HONOLULU (HawaiiNewsNow) - The new school year starts on Monday and teachers will be heading back to their classrooms without a new contract. There are currently no negotiations going on between the State and the Hawaii State Teachers Association, but a letter sent by the State to the HSTA could change that.

The President of the HSTA wants his members to stay positive.

"The morale of the teachers is very disappointed at this point, it's about respect and I believe the teachers want to have a contract before we start the school year," said Wil Okabe.

But the school year starts on Monday, at least for most public school teachers, and they're still without a contract. Back in May, teachers voted to accept the same contract they turned down in January even though the governor said that the agreement was no longer valid.

"Since then, the economy has gotten better, the governor has said there's a surplus of about $300-million, so we are very perplexed as to why the agreement cannot be accepted," said Okabe.
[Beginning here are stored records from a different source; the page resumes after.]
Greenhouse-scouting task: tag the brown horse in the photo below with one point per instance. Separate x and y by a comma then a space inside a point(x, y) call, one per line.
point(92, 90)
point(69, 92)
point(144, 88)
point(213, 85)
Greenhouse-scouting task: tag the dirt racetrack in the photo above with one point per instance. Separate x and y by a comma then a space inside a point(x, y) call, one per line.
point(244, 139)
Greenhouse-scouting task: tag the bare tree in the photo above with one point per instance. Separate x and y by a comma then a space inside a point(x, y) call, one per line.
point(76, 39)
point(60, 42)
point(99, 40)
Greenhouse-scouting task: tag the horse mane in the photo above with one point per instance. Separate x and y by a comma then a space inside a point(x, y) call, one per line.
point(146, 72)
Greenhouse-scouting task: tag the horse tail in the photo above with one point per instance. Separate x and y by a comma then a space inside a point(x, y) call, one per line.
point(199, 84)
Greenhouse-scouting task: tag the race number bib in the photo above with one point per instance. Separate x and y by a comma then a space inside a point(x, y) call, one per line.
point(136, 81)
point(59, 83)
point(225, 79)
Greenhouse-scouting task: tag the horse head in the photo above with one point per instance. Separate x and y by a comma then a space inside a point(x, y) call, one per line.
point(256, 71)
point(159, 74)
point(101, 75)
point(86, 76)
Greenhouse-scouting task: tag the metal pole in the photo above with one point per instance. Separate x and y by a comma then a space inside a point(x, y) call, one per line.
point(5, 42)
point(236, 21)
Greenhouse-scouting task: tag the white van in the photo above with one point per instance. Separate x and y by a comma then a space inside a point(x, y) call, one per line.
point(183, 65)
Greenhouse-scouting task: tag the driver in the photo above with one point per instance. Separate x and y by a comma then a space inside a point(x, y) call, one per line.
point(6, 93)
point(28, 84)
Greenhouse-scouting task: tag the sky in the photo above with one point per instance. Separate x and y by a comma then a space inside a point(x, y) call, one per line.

A statement from the governor's office says:

"Mr. Okabe is mistaken to characterize the administration's news of good fiscal management as a "surplus." There remain many financial obligations and unfunded liabilities which we are working to get a handle on instead of pretending they're not there." 

According to the state, the Attorney General says an offer terminated by rejection cannot be later revived by a subsequent purported acceptance.

In a letter dated July 25th, the governor's chief negotiator tells HSTA President Wil Okabe:

"The employer and HSTA must resume bargaining in order to reach a new tentative agreement. Nothing precludes the parties from considering the provisions of prior tentative agreements."

That's something Okabe was pleased to hear and says that will be discussed with the board of directors in a meeting this week.

"HSTA is always willing to talk; I believe that the last tentative agreement is a message from our members to look at this situation about how the economy has improved, with the access of $300-million."

Meanwhile, the state is just three months away from being reviewed for its progress in meeting the reform requirements for the $75-million "Race to the Top" grant.

Okabe tells us they've met every measure in regards to the "Race to the Top." The state says they're looking forward to negotiations.